By that time, fever chills had set in and I really knew that I had to do something. Unfortunately, a couple of things stood in my way ‘— lack of health insurance and the New Year’s holiday.

So, in an attempt to solve the problem of my bad health with good, old-fashioned ingenuity, I decided to consult the website most responsible for modern-day hypochondriac alarmism, WebMD. After determining that I most likely had a sinus infection, I reached the section of the prognosis informing me that untreated sinus infections can spread to the brain.

Hysterical, chilly and in pain, I choose to bite the bullet, protect my addled noodle from pernicious bacteria and go to the doctor. My only options were, of course, urgent care clinics.

So, I found one nearby and settled in for the long wait amongst the walking holiday wounded. By the time I hit triage, my temperature ran a cool 102 degrees, and the doctor approached me with a bit of alarm.

Despite my insistence that it really felt like a sinus infection, she warned me that I could be teetering on the verge of pneumonia, mono or any number of other perilous bugs. So, I gamely submitted to a battery of tests and watched my initial $115 investment in bodily health swell with each chest X-ray and blood draw.

In the end, none of the tests turned up conclusive evidence of anything more than a bacterial infection. So, the doctor dispatched a nurse to stick me with a penicillin shot and make sure I didn’t fatally react.

By the time I walked out of that place, through the waiting room filled with crying babies and twisted ankles, I owed the clinic $350. Of course, it could have been more. The doctor provided me with samples of a strong antibiotic at no charge.

Still, I could hardly control the black humor that welled up in me as I smirked and asked for a payment plan. It would be my luck, after all, to land uninsured in the doctor’s office with less than a month to go before work benefits kicked in.

And in that way, I have to consider myself lucky. I know people who play in bands, do art or for whatever reason hold the kinds of jobs that don’t offer health insurance. And, as everyone already knows, paying for it out of your own pocket can be prohibitively expensive.

Of course, not paying for it can be even worse. Who here has heard of Mike Triplett, the owner of now-defunct Go! Studios in Carrboro? Like many twenty-something bohemian types, he relied solely on luck and youth to insure his health.

It didn’t work. He contracted spinal meningitis, spent months in the hospital fighting for his life and won. Now he faces medical bills totaling almost a million dollars.

There are plenty of horror stories about elderly Americans who also struggle with rising health costs. When my older sister was completing work for a speech pathology degree, she worked with a patient who suffered a stroke because she couldn’t afford her blood pressure pills.

Now, everyone has heard these stories. Yet we continue to debate nationalized health coverage. I’m not dismissing the other side of the argument, but the urgency of the situation demands that we do something.

Before the implementation of Social Security, some older Americans literally died in the gutter. That program offered a safety net for people too old to work, so they wouldn’t end up completely broke and homeless. It isn’t enough for a comfortable retirement, but it’s something.

We need a similar safety net for medical care.

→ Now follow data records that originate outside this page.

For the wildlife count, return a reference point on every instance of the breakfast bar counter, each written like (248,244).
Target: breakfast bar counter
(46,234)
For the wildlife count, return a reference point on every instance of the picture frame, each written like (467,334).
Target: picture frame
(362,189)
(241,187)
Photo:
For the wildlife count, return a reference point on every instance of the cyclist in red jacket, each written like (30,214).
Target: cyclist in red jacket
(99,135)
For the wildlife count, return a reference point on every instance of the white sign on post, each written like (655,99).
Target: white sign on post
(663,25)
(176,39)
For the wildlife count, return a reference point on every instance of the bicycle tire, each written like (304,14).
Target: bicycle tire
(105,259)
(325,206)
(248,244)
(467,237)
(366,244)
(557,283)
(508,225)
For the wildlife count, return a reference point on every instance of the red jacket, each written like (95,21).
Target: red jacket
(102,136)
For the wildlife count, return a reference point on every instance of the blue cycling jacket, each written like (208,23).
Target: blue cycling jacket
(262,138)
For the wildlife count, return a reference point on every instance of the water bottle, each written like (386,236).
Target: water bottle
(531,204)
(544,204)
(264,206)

Something so that the poorest among us won’t suffer so much when they get sick. People could still pay for better health insurance, but a minimum would be provided.

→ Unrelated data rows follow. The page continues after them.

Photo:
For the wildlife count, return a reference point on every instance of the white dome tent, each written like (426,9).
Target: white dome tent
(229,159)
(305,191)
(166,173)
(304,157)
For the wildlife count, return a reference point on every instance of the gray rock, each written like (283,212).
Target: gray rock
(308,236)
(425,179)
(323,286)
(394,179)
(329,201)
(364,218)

I got better, and will likely be insured the next time I get sick. Sure, I ignored some of the doctor’s orders so I could save a few bucks. I didn’t buy the last four days of antibiotic because it would have cost $60 and skipped a second appointment to monitor my recovery.

A week-and-a-half remains until my policy kicks in. Until that time, I will be holed up inside my house, under three blankets wearing at least two layers of clothing. Spare change will go to germ blocking facemasks. It is a small investment to make until that little health insurance card arrives in the mail.